Lecture outlines value of architects

Ganit Mayslits Kassif emphasized the importance of purpose behind design in her lecture. | Mary Curtis/The Daily Cougar

Israeli architect Ganit Mayslits Kassif channeled some heroic inspiration during a lecture at the Gerald D. Hines Architecture theatre on Tuesday.

“With great power comes great responsibility,” said Mayslits Kassif, concerning the importance of environmental involvement in architectural design.

Considered one of the leading architects in Israel, Mayslits Kassif and her eponymous Mayslits Kassif Architecture firm have received numerous recognitions from around the world.

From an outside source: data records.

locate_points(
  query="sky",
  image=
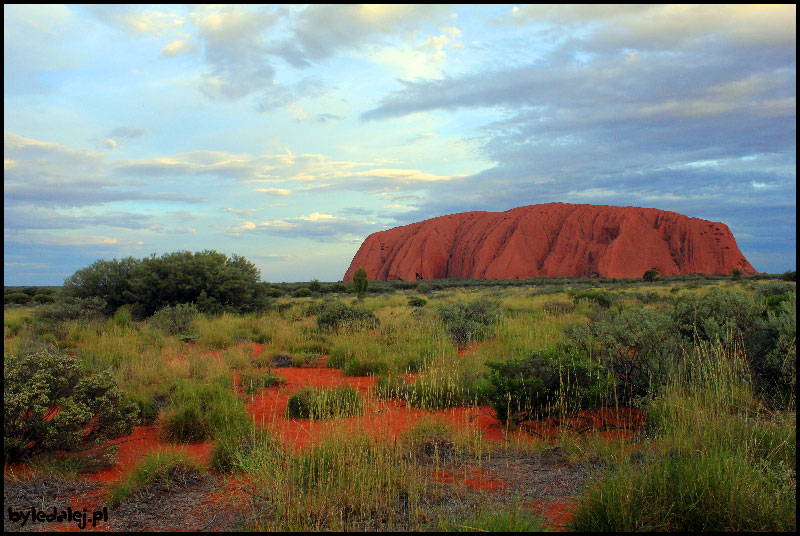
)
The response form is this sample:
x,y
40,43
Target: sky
x,y
288,134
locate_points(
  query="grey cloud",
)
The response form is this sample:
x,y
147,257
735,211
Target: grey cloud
x,y
54,175
320,31
321,230
279,96
33,217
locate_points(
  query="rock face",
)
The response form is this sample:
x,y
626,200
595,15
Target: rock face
x,y
549,240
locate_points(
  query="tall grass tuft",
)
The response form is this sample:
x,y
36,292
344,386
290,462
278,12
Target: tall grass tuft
x,y
716,465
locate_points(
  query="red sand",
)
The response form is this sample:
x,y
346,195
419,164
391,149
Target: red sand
x,y
550,240
143,441
471,477
381,418
558,514
388,419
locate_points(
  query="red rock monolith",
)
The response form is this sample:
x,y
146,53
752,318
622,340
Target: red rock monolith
x,y
550,240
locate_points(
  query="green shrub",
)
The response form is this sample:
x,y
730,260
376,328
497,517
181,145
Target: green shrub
x,y
603,299
310,403
715,314
175,319
555,380
198,411
51,403
416,301
337,316
638,346
469,322
772,350
157,472
650,275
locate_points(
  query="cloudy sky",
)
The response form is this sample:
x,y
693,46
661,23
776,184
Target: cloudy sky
x,y
289,134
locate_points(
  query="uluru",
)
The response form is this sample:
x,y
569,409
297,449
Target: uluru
x,y
550,240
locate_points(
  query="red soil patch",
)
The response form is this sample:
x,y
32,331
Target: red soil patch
x,y
89,502
388,419
557,514
143,441
471,477
608,423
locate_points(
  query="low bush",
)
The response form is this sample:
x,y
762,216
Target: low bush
x,y
51,403
603,299
416,301
638,346
198,411
175,319
157,472
469,322
556,380
336,316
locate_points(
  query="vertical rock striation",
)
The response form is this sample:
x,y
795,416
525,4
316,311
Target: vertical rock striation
x,y
550,240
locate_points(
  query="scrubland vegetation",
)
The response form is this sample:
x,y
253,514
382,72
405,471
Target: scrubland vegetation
x,y
708,362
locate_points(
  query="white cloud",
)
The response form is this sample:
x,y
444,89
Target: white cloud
x,y
273,191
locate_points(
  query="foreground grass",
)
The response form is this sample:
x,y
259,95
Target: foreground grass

She opened the lecture by addressing a well-known concern of global warming and what responsibilities are held by those in the architecture profession when planning to fill up a space.

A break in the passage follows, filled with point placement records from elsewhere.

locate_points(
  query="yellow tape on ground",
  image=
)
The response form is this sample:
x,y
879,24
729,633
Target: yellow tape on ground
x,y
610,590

“We need to fully understand the power that we have in our visions; the impact that our lines (of design) are carrying with them,” Mayslits Kassif said. “I always say to my students that they should treat their lines with great care — because we are in this very special profession that our lines are turning into a reality that other people live in.”

Although many elements of architecture may go unnoticed, Mayslits Kassif explained that a great deal of thought should be given to the purpose of each design.

“There’s a need to rethink our role as architects, our tools and our scope in order to lead the environment,” she said.

In another part of her presentation, Mayslits Kassif described the process of designing a dock as a public space. Though some consider the project simple, Mayslits Kassif said, a number of considerations are taken into account during the design process. Criteria such as making interactive spaces and accommodations to the public are crucial.

“Every piece of public space is a vital resource,” Mayslits Kassif said.

She also used the University Center as an example of a design with socializing purposes, explaining that the structure is always filled with students because its was designed to be an interactive space.

Throughout campus, she continued, there is a strategy behind each element — every fountain, art sculpture, flowerbed and bench is put into place with a purpose.

Mayslits Kassif also gave guidance to all students pursuing a profession in architecture and said the environmental ideas should continue to evolve as young professionals join the field.

“I think if we want to lead the environment, we have to be multidisciplinary,” Mayslits Kassif said. For me, the exciting aspect of our profession is that we (her partner) both grow as initiators, strategists, developers and designers.”